つまり7割以上の国々が自動車は右側通行なのです。
江戸時代、道路の通行が左側とされていた資料が現存すると知り驚きました。
いつ刀を抜くかわからない危険な状況では、敵を利き手である右側に置くことが戦いやすいため、左側を通行したという説や、広くない当時の道路を右側通行すると、時に互いの刀の鞘(さや)が当たり喧嘩になる恐れがあるため、それを防ぐために左側通行のルールが定められたとする説で、明治以降、馬車や車に適用されたというものです。
世界の多くの国が中世まで左側通行でしたが、ナポレオンにより征服された国々では、左利きのナポレオンがサーベルを抜きやすい右側通行を命じたという説や、馬車の御者が座る位置で操作しやすい右側通行になったとの説もあります。
確かに、イギリスやオーストラリア、アジアなどで、フランスの支配下にならなかった国は左側通行ですが、その真偽には決定力が乏しく憶測の域を出ない状況です。

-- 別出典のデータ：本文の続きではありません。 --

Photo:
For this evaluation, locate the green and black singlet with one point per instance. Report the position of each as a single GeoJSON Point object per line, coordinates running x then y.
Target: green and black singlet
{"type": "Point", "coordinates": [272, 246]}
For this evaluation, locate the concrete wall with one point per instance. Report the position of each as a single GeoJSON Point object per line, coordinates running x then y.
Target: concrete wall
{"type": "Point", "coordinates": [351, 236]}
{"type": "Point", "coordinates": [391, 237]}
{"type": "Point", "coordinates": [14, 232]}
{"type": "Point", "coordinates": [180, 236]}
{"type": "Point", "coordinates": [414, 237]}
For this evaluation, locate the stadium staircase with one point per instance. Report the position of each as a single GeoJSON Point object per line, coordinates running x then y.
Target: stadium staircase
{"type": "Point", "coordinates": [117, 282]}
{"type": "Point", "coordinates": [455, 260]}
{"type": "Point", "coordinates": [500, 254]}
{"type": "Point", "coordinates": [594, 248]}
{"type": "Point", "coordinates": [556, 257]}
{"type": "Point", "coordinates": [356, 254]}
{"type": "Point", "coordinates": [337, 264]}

また、刀に関わる語句は古の時代から今日まで、日常生活で数多く使われています。
下の刀にまつわる語句をどこまで理解しているか確認してみると面白いでしょう。
① 土壇場:罪人を斬首、試し切りする土盛の刑場、最後の場、追い詰められた場面
② 反りが合う:刀の反りと鞘(さや)の反りがぴったり合い、気が合うことをさす
③ 鞘当て:自分の刀をわざと相手の大切な刀の鞘に当て、きっかけを作ること
④ 切羽(せっぱ)詰まる:鍔(つば)を固定する切羽が固くて動かない、身動きできない
⑤ 鍔(つば)ぜりあい:刀の鍔の部分で競り合う、拮抗している状況
⑥ 鎬(しのぎ)を削る:刀の側面の鎬が削れるほどに激しく競っている状況
⑦ 焼き入れ:鍛錬中の鋼を赤く熱した後に水や油で冷やすことで強靭な刀になる
⑧ 元の鞘に収まる:意見が合わない状況になったものが、元の最良の状況に戻ること
⑨ 単刀直入:一人(一振りの刀)で敵陣に切り込む、前置きなしに本題に入ること
⑩ 相槌を打つ:師匠の打つ槌に合わせて弟子が調子を合わせて打つ、相手に合わせる
その他、⑪一刀両断⑫抜き打ち⑬焼きが回る⑭焼きが甘い⑮ふところ刀
いかがでしたか。刀に関する言葉の多さ、古き時代から現代に受け継がれる文化や生活の知恵など、歴史に学ぶことは数多くあります。
それらの一つひとつに歴史的背景があり、それを知ることで新たな興味が湧く。歴史に学ぶ楽しさがそこにあると思います。
中高生は吸収力の高い学びの絶好機。興味を持ったら徹底的に挑戦してみましょう。